At the recent
Third Global Symposium for Health Systems Research, Jeff Knezovich and I asked participants to complete an online network survey. Our aim was to map the networks (social, collaboration, information seeking) of conference participants. We had some technical glitches with the online tool, slow internet access, and the apathy towards completing a survey that is commonly observed. The experience confirmed:
- Network mapping, especially in internet-limited settings, should be done off-line;
- Network mapping (probably anywhere) should be done face-to-face. Otherwise respondents are unlikely to respond;
- One should always pilot their data collection tools!
The idea of mapping the network seemed to resonate, but in total we had only 71 responses (give or take – cleaning the data outputted from the app was more grueling than a hike up Table Mountain!). Nevertheless, let’s see what these data look like. I will be running the analysis in Rstudio, using the
statnet
suite of packages. Feel free to download
the .csv files and work along with me.
Step 1: Make sure the packages are installed
Install the latest version of
ergm
and
sna
:
install.packages('ergm'); install.packages('sna')
library(ergm)
library(sna)
I also changed the color palette because I don’t like missing node attributes to be colored as black. It just doesn’t look nice. As a note, these colors are also good for color-blindness, and for printing in grey-scale.
col.list <-c("white", "darkblue", "cornflowerblue", "darkorange1", "darkred")
palette(col.list)
Step 2: Import data and convert to network
ONASurveys.com exported the data as an edge-list, and I had to do some extensive work to delete duplicate names, ensure IDs matched, etc. But you can use the cleaned files. There is one for each network, as well as an attributes file that is used for all the networks.
Save the files somewhere and set that folder as your working directory in R.
setwd("~/Dropbox/Dissertation_jan4/Conferences/Cape Town 2014")
attr <- read.csv(file="attr.csv", header=T, stringsAsFactors=FALSE)
social <-read.csv(file="social.csv", header=TRUE, stringsAsFactors=TRUE)
spre <- network(social, matrix.type="edgelist", directed=F)
smat <- as.matrix(spre)
snet <- network(smat, matrix.type="adjacency", directed=F, vertex.attr=attr)
Note that I had to coerce the edgelist into a network object, then into a matrix (to match up with the attributes), then back into a new adjacency-type network object with attributes attached.
summary(snet)
The
summary()
command shows us the network vertices, edges and density. Note that this is the entire network of all 1515 participants, 90% who did not complete the survey. Let’s plot that network to see what it looks like (and then we’ll get rid of the isolates).
Step 3: Plot the network
plot.network(snet, edge.col="darkgrey", vertex.border="black")

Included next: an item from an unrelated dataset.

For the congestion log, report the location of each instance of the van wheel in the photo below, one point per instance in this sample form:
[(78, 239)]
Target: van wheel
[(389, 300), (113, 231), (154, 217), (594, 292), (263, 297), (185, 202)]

You can see a cluster of activity in the center, with edges in grey. But otherwise this is not a helpful graph. Let’s delete isolates and check out the summary stats.
sno_iso <- delete.vertices(snet, which(degree(snet)<1))
Run the
summary(sno_iso)
command to see ALL the details, or simply:
centralization(sno_iso, degree, mode="graph")
## [1] 0.1035052
network.density(sno_iso)
## [1] 0.007237999
Still a pretty sparse network! (Although these are incomplete data, so we can’t say much about the actual network density or centralization). The exact question was: “who did you, or do you plan to have lunch or dinner with during the conference.” One can imagine that there are likely clusters of friends/colleagues who are likely to socialize, and fewer connections between these clusters. And what drives the propensity to form social ties? Let’s look at a few graphs before we test hypotheses in ergm models.
Do people socialize with others from their region?
s2coord <- plot.network(sno_iso, edge.col="darkgrey", vertex.border="black")
plot.network(sno_iso, coord=s2coord, vertex.col="region", edge.col="darkgrey", vertex.border="black")
legend("bottomleft", legend=c("Africa", "Americas", "Europe", "South-East Asia", "Unknown"), pch=21,
cex=1, pt.bg=c("darkblue", "cornflowerblue", "darkorange1", "darkred", "white"))
Again, it is somewhat difficult to tell with the missing attribute data, but it doesn’t seem as though there is clustering by region. (On a side note, if these data were very important, I could look up all the alters’ regions. For smaller networks this would certainly be worth it).
Is sociality based on similar organization?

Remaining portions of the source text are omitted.